Europe is home to more than 9,000 fintechs. It has produced global champions such as Wise, Klarna, and Adyen in payments, Revolut and Monzo in banking, and Mambu in B2B software. Across the Atlantic, the United States plays host to more than 13,000 fintechs, with leaders like Stripe, PayPal, and Chime. Both continents coexist and compete to produce the most influential companies in financial technology, though the paths taken and outcomes achieved often vary widely.

European fintechs raised €3.6 billion in the first half of 2025, 23% higher than in the same period in 2024, with funding on track to reach €7.6 billion for the year. In 2021, this total reached almost €16 billion. But 2021 was an anomaly, a sugar-high: a liquidity-driven bubble when venture investment hit record highs. We don’t expect to see those levels for another five to seven years, nor should we seek to recreate that. What matters now is building stamina, not chasing another rush. European fintech funding is on a steady path, tracking at 2019 levels.

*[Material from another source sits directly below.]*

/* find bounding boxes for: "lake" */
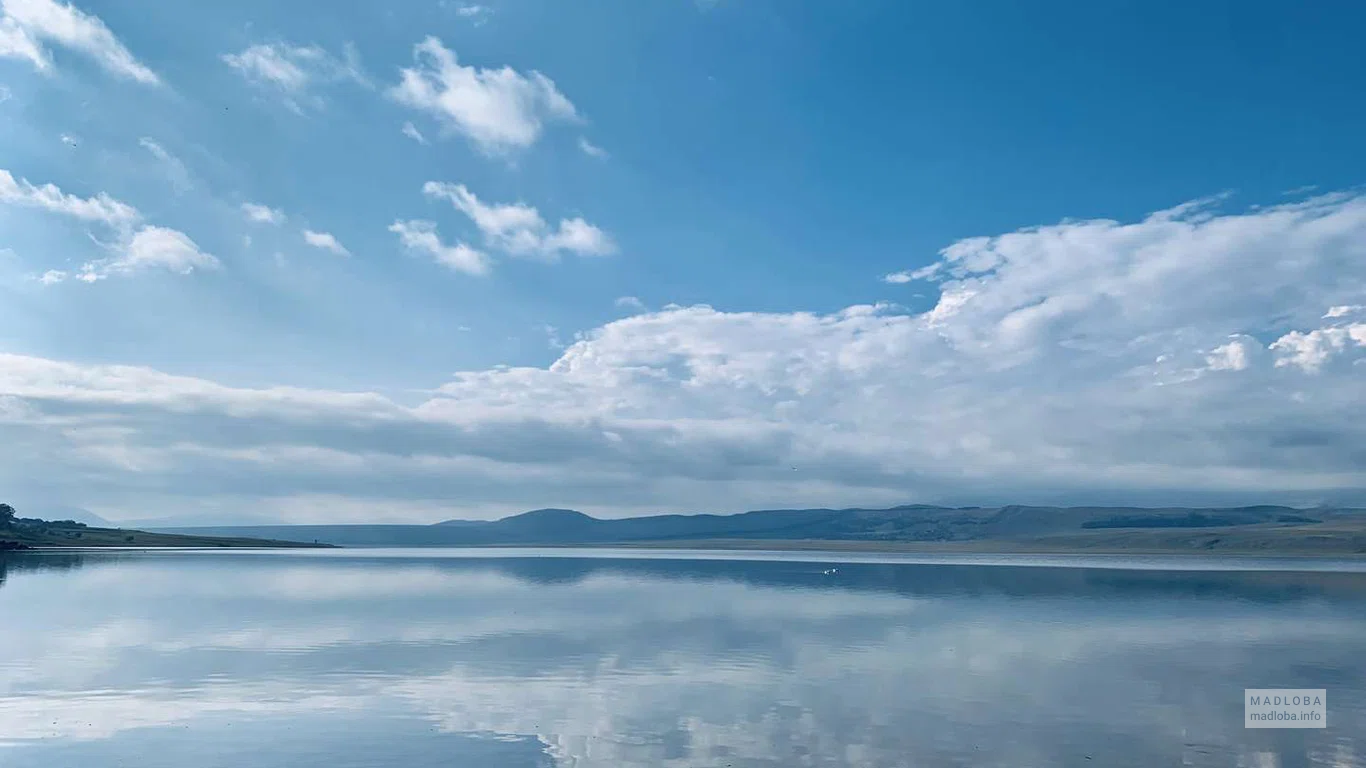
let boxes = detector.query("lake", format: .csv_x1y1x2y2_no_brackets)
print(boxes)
1,549,1364,767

The challenge for European markets isn’t chasing bubbles but building durable ecosystems where capital formation is balanced and sustainable. European scale-ups have long scaled under tighter capital constraints than their American counterparts. The result is companies built on sturdier foundations, less vulnerable to the ups and downs of funding markets. But also, a persistent excess demand for capital and, in turn, more reasonably priced assets in the small-to-mid-market.